Dr. Steinberger adalah orang yang selalu datang terlalu awal untuk setiap kuliahnya. Jika saya tiba di Energielabor, dia sudah duduk di kursi pengajar, laptopnya sudah terhubung dengan LCD projector, dan LCD itu sudah dalam keadaan stand by dan siap digunakan. Padahal kelas masih sepi. Pernah saya bertanya pada Ian, teman kuliah saya dari Amerika, siapa menurutnya dosen kami yang bahasa Inggrisnya paling bagus. Maka jawaban dia yang pertama adalah Dr.

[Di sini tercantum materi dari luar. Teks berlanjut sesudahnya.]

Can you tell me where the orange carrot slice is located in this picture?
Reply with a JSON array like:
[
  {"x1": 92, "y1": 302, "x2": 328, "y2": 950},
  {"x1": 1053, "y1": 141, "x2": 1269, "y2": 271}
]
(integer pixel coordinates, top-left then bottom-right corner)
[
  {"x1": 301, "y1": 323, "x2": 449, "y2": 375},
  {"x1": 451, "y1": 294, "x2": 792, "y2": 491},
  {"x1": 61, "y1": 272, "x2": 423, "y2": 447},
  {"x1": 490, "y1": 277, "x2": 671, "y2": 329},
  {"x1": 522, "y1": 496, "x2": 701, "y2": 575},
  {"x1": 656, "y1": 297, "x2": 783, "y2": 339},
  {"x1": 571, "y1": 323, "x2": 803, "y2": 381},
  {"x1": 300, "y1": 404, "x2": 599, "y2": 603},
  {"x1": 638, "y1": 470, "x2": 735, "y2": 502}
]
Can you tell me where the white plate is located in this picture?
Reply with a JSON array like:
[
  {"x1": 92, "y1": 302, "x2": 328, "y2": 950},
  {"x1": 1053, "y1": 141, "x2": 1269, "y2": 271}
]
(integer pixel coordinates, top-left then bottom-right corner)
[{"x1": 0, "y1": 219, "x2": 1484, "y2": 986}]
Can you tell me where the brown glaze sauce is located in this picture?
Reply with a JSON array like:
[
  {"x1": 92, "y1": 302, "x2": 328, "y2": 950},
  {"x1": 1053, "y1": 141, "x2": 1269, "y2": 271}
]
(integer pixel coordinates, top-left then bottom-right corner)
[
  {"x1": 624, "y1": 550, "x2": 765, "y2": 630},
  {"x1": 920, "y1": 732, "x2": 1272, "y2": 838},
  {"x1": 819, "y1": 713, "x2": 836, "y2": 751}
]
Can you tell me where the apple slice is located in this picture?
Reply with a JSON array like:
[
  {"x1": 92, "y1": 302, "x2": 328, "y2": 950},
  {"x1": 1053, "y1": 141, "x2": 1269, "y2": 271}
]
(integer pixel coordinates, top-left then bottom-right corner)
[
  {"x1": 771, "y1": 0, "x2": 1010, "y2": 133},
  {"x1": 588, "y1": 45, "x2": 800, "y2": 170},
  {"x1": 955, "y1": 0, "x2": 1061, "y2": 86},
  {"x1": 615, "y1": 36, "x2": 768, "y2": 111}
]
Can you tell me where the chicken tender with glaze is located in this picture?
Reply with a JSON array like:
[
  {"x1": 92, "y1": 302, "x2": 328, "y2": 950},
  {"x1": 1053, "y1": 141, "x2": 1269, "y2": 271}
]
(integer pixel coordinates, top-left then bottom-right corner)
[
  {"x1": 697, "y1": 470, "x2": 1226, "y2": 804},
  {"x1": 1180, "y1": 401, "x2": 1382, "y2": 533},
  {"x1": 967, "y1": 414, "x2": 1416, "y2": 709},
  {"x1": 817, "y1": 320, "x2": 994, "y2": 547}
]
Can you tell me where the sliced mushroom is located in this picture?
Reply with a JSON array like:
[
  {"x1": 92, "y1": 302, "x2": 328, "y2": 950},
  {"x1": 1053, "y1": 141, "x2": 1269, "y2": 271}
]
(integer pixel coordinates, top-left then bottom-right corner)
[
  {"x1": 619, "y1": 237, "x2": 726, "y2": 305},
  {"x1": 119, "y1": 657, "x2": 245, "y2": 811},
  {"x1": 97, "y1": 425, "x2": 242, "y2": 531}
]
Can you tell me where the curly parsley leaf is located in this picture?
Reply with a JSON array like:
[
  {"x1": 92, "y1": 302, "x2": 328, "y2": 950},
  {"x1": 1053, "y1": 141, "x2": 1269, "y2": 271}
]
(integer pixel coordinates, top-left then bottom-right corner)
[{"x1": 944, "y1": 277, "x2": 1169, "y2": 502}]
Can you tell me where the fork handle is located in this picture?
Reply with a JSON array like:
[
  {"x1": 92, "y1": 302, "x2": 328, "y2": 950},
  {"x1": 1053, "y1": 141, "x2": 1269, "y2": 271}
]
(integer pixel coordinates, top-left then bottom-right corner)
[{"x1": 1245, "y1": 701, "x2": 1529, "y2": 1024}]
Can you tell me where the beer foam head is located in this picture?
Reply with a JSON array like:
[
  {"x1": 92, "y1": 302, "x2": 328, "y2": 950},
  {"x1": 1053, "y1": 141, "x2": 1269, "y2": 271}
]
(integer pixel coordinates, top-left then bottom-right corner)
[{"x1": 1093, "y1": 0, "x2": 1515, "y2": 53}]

Steinberger dan kemudian Dr. Blum.

Ya, Dr. Steinberger pernah menceritakan pengalamannya tinggal di Amerika tetapi saya lupa untuk kepentingan apa. Kesan pertama yang saya tangkap dari dosen saya ini adalah sedikit kaku, sebagaimana kebanyakan orang Jerman dan terkesan formal karena seingat saya ketika mengajar ia selalu memakai jas yang membalut kemeja tanpa dasi. Sehingga di kelas kadang suasana tidak seperti kuliah lain yang kadang dibumbui canda tawa. Tetapi semua kesan ini kemudian berubah total setelah saya semobil dengan dia dari Juelich ke Oldenburg.

Ketika Dr. Steinberger mengisyaratkan bahwa pekerjaannya sudah selesai dan kami bisa bergerak ke mobilnya, saya mencari di tempat parkir institut, mobil yang kira-kira layak untuk seorang pimpinan departemen yang menangani seluruh proyek berkaitan dengan fuel cell pada lembaga riset kebanggaan Jerman ini. Tetapi kemudian saya sedikit terkejut ketika dia langsung mengarah pada mobil yang dekat dari pintu masuk institut.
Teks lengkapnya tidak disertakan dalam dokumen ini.